Chemistry of Materials, 2019, 31 (7), pp 2577–2589 – DOI: 10.1021/acs.chemmater.9b00257
Self-Compensation in Transparent Conducting F-doped SnO2
The conductivity and mobility limits in fluorine-doped tin dioxide (FTO) are investigated using a combination of atmospheric pressure chemical vapor deposition (APCVD) and hybrid functional density functional theory (DFT). FTO is a widely used low-emissivity glass coating as well as a transparent conductive layer in photovoltaic cells. Modelling of the transport properties shows that the measured Hall effect mobilities are well below the theoretical ionised impurity scattering limit. Calculation of the dopant and intrinsic defects within FTO show that a self-compensation mechanism occurs whereby interstitial Fluorine (Fi) acts as an acceptor compensating substitutional fluorine (Fo). This work highlights the complex nature of dopants and defect in well characterised metal oxides, providing insight into the possible disadvantages to conventional doping. This work was in collaboration with the group of Prof.
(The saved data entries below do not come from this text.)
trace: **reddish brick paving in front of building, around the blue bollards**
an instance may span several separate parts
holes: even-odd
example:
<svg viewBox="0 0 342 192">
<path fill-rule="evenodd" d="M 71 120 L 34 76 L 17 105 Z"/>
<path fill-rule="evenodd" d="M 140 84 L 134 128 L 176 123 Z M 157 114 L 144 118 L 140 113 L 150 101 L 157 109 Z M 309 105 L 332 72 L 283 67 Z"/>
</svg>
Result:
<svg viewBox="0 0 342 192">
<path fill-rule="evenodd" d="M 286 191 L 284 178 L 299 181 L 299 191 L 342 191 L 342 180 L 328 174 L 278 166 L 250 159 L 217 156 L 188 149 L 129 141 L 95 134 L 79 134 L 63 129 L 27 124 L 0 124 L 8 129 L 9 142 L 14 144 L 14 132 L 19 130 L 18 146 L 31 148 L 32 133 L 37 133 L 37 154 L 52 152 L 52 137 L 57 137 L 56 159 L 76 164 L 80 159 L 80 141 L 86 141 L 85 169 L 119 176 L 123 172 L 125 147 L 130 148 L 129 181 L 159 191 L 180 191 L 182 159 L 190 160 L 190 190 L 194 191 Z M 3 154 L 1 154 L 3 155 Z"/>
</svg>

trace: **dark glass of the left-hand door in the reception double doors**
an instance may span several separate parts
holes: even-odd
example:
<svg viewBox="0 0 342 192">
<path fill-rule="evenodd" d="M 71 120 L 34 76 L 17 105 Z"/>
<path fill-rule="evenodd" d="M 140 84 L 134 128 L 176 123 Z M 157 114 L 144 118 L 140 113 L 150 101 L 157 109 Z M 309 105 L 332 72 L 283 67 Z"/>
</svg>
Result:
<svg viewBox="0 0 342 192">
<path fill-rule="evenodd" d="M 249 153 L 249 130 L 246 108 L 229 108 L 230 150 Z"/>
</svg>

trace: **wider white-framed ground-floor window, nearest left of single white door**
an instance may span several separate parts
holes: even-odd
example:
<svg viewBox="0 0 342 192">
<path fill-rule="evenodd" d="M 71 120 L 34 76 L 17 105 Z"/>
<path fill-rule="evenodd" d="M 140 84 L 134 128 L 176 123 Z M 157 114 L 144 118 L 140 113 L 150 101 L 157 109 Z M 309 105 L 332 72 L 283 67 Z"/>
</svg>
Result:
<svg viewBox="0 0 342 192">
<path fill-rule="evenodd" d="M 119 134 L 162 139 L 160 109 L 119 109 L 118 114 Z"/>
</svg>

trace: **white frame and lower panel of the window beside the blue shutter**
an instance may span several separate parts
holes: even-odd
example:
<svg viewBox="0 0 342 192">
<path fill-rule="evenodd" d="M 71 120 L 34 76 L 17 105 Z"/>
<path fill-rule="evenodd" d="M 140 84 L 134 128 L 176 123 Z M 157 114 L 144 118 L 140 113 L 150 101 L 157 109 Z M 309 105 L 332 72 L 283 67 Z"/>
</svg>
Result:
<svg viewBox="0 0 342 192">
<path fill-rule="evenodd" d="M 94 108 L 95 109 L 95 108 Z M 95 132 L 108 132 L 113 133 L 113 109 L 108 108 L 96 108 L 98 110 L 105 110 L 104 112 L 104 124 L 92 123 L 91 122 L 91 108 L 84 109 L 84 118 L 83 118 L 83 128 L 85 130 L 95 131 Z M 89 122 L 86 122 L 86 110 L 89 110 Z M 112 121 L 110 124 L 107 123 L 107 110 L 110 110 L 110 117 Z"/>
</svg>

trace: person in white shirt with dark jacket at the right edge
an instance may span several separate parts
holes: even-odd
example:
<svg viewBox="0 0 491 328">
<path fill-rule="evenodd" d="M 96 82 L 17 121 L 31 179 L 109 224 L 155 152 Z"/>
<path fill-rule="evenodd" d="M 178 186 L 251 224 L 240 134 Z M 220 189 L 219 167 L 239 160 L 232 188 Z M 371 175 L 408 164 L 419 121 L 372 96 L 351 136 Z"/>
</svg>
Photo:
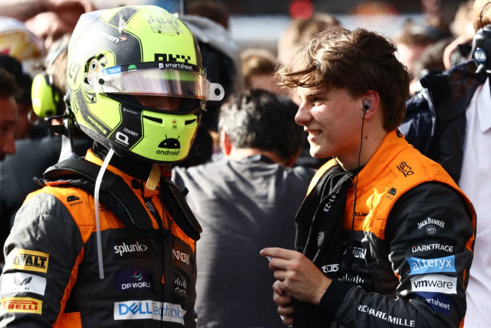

Tim Veal (University of Liverpool) and Pilkington NSG group.
Advanced Functional Materials, 2018, 28, 1701900 – DOI: 10.1002/adfm.201701900
Engineering Valence band Dispersion for High Mobility p-type Transparent Conductors
The lack of a high-mobility, high conductivity, p-type dopable transparent conductor has been a stumbling block for the electronics industry for decades. This hinders the development of transparent p-n junctions as well as improving on the efficiency of applications such as photovoltaics. This work furthers the design principles set about in copper-based oxides and chalcogenides extending them to the pnictides, in particular, the family of compounds with the MCuP formula (where M = Mg, Ca, Sr and Ba). Here the combination of Cu 3d and P 3p mixing at the top of the valence band twinned with a trigonal planar coordination gives rise to a highly dispersive valence band maximum (VBM) with a low ionisation potential ideal for high hole mobility dopability. Experimental undoped powders of CaCuP were synthesised as a proof of concept displaying high p-type conductivity. This work helps forward the field of transparent conductors and also shows that CaCuP is a material with the potential for enhancing applications which need a high hole mobility p-type component. This work was incollaboration with the group of Dr Robert Palgrave (University College London).